Я протянул книгу Залесскому. Он указал на следующий отрывок:
«Assurément la turquoise a une âme plus intelligente que l’âme de l’homme. Mais nous ne pouvons rien establir de certain touchant la presence des Anges dans les pierres precieuses. Mon jugement seroit plustot que le mauvais esprit, qui se transforme en Ange de lumiere se loge dans les pierres precieuses, à fin que l’on ne recoure pas à Dieu, mais que l’on repose sa creance dans la pierre precieuse; ainsi, peutêtre, il deçoit nos esprits par la turquoise: car la turquoise est de deux sortes, les unes qui conservent leur couleur et les autres qui la perdent».
— Как видите, — продолжал Залесский, — в давние времена считалось, что бирюза способна менять цвет — причем, по широко распространенному поверью, изменение цвета означало болезнь и смерть владельца камня. Добрый де Боот, увы, приписывал это свойство многим другим камням, что делали и иудеи в отношении своих «урим и туммим»; но по крайней мере в отношении бирюзы, речь идет о хорошо известном природном феномене, и я сам видел подобный образчик.
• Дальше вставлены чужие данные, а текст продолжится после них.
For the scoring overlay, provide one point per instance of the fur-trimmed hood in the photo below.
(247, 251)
В некоторых случаях изменение случается постепенно, в других оно может произойти внезапно, буквально за час — особенно после того, как камень, долго хранившийся в темном месте, попадает под яркие солнечные лучи. Но я должен сказать, что в этой метаморфозе всегда бывает промежуточная стадия: камень сперва из голубого становится блеклым, испещренным коричневыми точками, и наконец чисто белым. Уль-Джабаль похищает камень, видит, что тот имеет неправильный цвет, и вскоре подменяет его; он считает, что перепутал в темноте чаши, и потому крадет из современной чаши подделку. Затем он подменяет и ее; донельзя озадаченный, он в отчаянии снова похищает камень из чаши Эдмундсбери и в полном недоумении снова подменяет его; в конце концов он заключает, что баронет раскрыл его планы и подменил настоящий камень фальшивым. Но вот совершена последняя подмена; камень обретает итоговый белый цвет, и баронет думает, что оба камня были подброшены Уль-Джабалем взамен его бесценного сокровища. И все это время камень невозмутимо лежит на своем месте, в чаше. Так в имении сэра Джоселина Саула случилось довольно много Шума из Ничего.
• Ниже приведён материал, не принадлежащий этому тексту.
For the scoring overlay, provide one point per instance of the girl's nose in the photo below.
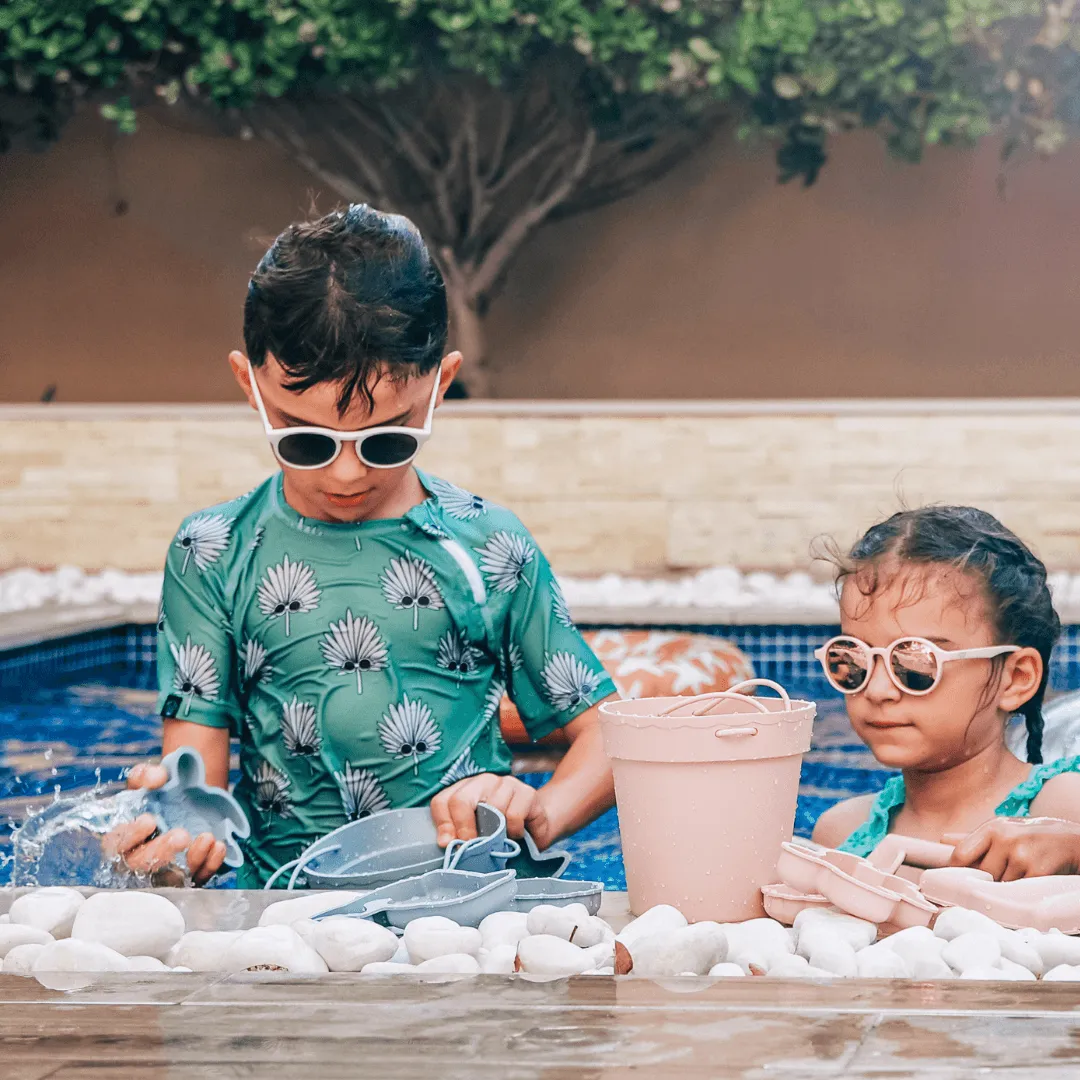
(879, 687)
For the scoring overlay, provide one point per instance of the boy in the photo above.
(353, 621)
Залесский на миг замолчал; после он повернулся, положил руку на коричневый лоб лежащей рядом с кушеткой мумии и произнес:
— Мой египетский друг охотно поведал бы вам прекрасную историю о той чрезвычайно важной роли, какую во все века играли драгоценные камни в человеческой истории, религиях, институциях, идеях. Он жил за пятьсот лет до Мессии, был мемфисским жрецом Амсу и, как рассказали мне иероглифы на его гробу, главным фаворитом некоей царицы Аминтас. Под этими тленными погребальными пеленами большой рубин на указательном пальце его правой руки все еще хранит свою кроваво-красную тайну. Весьма любопытно, что во всех землях, во все времена, люди наделяли драгоценные минералы мистическими качествами. Персы, к примеру, верили, что шпинель и гранат приносят счастье. Попадались ли вам высказывания стародавнего архиепископа Реннского по этому поводу? В самом деле, я начинаю думать, что во всем этом должно быть какое-то зерно правды. Инстинкты человечества редко отклоняются слишком далеко от истины. У нас уже появился едва ли не комический способ лечения алкоголизма с помощью золота, и вы слышали, конечно, о геофагии некоторых африканских племен. Быть может, ученому будущего предстоит узнать, что алмаз, и только он один, излечивает холеру, что измельченный розовый турмалин помогает от лихорадки, а хризоберилл — от подагры? Это полностью соответствовало бы моим наблюдениям, касающимся врожденной склонности Природы к некоторой извращенности и причудливости.
Примечание. Определенным примером тонкости интуиции, выказанной Залесским (в отличие от его более заметных и очевидных способностей к логическому мышлению), может послужить то обстоятельство, что через несколько лет после описанной мною выше трагедии в подвале господского дома в имении Саула был найден человеческий скелет. У меня нет и тени сомнения, что то был скелет Уль-Джабаля. Зубы сильно выдавались вперед; вокруг шеи обвилась полусгнившая веревка, завязанная в виде петли.
С. С.
Благородные и здоровые дети наделены многим…
Природа открыто отринет то, что ей противно; творение, коему быть не должно, не может возникнуть, творение, которое живет не по праву, обречено рано погибнуть. Бесплодие, жалкое прозябание, довременное разрушение — вот недобрые приметы ее суровости.
Аргос же настолько опустел, что рабы захватили там верховную власть и управляли всеми делами до тех пор, пока сыновья погибших не возмужали.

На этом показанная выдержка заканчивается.